Earlier today HBO Sports president Ken Hershman, who previously headed up Showtime Boxing, issued a statement to the press, effectively ending his network’s working relationship with Golden Boy Promotions.
“In order to achieve our goal of the best fighters in the most compelling match-ups, we’ve decided to focus our efforts and resources on those strategic relationships where we better share common goals and business philosophies,” Hershman said in the statement.
The move was a bit like shutting the barn door after the horses had already escaped, though, since most of Golden Boy’s biggest stars had already moved to premium cable rival, Showtime, now headed by former Golden Boy legal counsel, Stephen Espinoza. However, the mostly-symbolic public gesture from Hershman does also shake the deck considerably, forcing Golden Boy stars like Adrien Broner and Bernard Hopkins, who do still fight under the network’s banner, into the waiting arms of Showtime.
The move comes just weeks after Showtime announced the signing of Floyd Mayweather Jr. to an exclusive six-fight deal. Mayweather doesn’t work for Golden Boy, but has partnered with them on each of his events since his 2007 blockbuster with Oscar De la Hoya. On May 4 Mayweather faces yet another Golden Boy fighter in Robert Guerrero.
The HBO decision essentially puts them in the hands of Golden Boy’s chief promotional rival, Top Rank, since very few other promoters can provide the type of talent needed to fill out a full, high-profile schedule.
Top Rank founder Bob Arum was, as expected, not displeased with the move.
“It seemed to me that they were being played by [Richard] Schaefer (Golden Boy CEO) and (manager/adviser) [Al] Haymon ,” Arum told Boxingscene, “and they put a stop to it…You can’t do appearance fights anymore. You can’t do [Andre] Berto fights, like they did for years, anymore. You can’t do that. It’s a waste of money and it doesn’t give the people an opportunity to see exciting action…I think people will now say HBO is helping to make boxing relevant again by making tremendous matches.”
Golden Boy President, Oscar De la Hoya also didn’t seem to be too troubled by the announcement.
“Game on!!” De la Hoya said through his personal Twitter account. “I am so pumped to bring all the great fights to @SHOsports and CBS. Good luck with your captain sailing you through the Dead Sea.”
All in all, though, this bit of publicity just serves to turn an unspoken rule of non-cooperation between the rival promotional companies into an actual contractual barrier as HBO and Showtime further divvy up the sport into what’s turning out to be two completely separate factions.
The bad news for HBO, though, is that they may be in for an uphill battle in the sport’s current hot zone weight range of 140-154 lbs.
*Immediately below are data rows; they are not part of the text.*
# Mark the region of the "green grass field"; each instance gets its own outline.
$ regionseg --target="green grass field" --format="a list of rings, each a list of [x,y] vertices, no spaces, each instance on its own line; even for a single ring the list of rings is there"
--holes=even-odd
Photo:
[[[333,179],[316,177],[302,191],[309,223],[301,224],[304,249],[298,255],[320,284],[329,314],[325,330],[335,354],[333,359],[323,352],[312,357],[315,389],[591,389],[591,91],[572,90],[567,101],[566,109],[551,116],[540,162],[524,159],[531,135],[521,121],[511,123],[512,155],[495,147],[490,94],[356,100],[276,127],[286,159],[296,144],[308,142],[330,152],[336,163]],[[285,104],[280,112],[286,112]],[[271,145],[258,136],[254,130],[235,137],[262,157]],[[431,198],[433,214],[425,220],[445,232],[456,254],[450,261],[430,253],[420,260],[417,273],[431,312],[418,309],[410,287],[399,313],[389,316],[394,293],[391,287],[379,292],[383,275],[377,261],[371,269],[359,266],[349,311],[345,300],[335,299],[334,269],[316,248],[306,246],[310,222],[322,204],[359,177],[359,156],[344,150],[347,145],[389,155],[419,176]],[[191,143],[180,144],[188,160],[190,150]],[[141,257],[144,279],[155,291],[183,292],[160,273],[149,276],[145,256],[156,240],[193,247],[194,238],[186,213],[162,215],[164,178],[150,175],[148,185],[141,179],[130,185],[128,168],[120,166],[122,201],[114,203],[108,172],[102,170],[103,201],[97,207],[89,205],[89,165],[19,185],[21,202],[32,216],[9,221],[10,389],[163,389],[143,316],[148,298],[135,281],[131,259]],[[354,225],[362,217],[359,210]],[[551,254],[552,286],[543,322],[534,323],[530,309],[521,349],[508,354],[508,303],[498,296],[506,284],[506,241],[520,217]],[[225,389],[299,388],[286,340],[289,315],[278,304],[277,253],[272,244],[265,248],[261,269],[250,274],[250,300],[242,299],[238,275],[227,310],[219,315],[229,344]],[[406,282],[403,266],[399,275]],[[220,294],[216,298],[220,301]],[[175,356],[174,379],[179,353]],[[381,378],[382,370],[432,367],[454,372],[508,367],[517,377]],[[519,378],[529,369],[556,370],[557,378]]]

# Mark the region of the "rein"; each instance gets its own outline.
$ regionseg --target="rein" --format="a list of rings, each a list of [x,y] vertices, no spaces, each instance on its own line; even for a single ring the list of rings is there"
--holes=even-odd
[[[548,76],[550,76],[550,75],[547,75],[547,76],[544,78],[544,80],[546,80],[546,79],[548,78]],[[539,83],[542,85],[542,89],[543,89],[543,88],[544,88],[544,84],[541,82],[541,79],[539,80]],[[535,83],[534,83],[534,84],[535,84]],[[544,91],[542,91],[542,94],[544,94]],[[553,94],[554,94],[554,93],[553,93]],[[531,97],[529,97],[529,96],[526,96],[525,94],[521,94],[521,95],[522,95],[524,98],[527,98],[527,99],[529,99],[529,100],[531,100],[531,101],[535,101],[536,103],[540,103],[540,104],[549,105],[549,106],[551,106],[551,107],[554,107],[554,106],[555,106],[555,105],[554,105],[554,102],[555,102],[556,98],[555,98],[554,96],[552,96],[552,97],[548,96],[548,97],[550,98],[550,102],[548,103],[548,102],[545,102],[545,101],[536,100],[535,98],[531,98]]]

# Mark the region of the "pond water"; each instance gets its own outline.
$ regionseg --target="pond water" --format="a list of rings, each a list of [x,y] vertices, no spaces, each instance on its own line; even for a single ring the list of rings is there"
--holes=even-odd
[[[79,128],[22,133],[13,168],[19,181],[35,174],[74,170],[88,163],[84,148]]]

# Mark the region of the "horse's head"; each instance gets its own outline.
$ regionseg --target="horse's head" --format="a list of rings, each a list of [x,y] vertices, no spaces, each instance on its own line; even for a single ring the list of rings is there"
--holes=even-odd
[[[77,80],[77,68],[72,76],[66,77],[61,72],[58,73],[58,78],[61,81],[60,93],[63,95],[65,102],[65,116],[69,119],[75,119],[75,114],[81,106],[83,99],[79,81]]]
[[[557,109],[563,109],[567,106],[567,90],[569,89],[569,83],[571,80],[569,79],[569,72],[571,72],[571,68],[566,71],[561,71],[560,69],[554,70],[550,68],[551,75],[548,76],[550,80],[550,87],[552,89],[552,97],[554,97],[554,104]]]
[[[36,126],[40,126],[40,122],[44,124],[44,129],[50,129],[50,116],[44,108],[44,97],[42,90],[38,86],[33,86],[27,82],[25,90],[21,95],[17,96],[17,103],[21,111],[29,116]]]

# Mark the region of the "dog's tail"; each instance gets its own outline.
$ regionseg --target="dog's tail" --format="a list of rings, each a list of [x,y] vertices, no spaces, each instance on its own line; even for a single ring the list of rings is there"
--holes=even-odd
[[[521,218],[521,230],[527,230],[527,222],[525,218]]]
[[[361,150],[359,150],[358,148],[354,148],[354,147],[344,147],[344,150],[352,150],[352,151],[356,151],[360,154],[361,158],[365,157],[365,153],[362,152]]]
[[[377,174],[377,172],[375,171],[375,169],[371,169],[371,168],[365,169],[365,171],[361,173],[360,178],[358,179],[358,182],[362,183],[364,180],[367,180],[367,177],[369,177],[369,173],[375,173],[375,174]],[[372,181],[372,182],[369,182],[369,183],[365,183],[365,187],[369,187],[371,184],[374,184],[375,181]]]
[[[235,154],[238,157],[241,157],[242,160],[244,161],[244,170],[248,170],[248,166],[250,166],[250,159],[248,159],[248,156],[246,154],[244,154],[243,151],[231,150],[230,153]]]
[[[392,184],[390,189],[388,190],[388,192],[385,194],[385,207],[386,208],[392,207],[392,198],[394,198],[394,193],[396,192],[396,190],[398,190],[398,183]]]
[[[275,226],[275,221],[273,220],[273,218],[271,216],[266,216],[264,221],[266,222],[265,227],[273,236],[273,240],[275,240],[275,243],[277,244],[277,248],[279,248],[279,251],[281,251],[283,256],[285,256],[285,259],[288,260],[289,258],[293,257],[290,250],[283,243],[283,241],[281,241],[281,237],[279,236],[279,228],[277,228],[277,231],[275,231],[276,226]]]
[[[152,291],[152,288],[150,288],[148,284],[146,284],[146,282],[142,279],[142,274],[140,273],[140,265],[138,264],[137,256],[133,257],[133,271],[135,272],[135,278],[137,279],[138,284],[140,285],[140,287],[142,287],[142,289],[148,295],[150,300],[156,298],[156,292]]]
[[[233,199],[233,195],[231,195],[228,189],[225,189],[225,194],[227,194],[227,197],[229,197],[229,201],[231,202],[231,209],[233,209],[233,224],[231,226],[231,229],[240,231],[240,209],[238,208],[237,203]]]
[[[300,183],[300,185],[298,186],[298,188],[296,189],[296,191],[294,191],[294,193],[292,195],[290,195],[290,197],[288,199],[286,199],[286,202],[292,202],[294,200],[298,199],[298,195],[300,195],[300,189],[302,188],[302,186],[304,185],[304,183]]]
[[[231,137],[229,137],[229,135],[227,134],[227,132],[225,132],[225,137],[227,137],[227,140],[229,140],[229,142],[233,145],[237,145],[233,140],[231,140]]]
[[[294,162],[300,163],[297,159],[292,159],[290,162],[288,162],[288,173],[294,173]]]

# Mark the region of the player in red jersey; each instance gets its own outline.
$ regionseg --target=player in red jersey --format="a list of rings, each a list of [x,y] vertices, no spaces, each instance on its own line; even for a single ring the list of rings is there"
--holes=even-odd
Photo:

While Top Rank can deliver stars like Manny Pacquiao, Juan Manuel Marquez, Timothy Bradley, and Brandon Rios, Golden Boy has a much deeper, fresher roster as well as their friendly arrangement with Mayweather. Golden Boy’s depth of talent in that weight range is also bringing fighters like Austin Trout (vs. Saul Alvarez on April 20), Zab Judah (vs. Danny Garcia on April 27), and Kell Brook (challenging vs. Devon Alexander on May 18) to Showtime’s door.
Of the fighters unaffected by the banishment of Golden Boy, HBO still has deals in place with Andre Ward and Sergio Martinez, as well as Top Rank’s Nonito Donaire and Julio Cesar Chavez Jr. (among many more). HBO won’t be going broke by any stretch of the imagination, but the loss of Mayweather and burgeoning superstars like Saul Alvarez and Adrien Broner will definitely be felt.
Could this be the beginning of two separate boxing leagues? Will this competition, in the long run, be a good thing for the long-suffering boxing fans?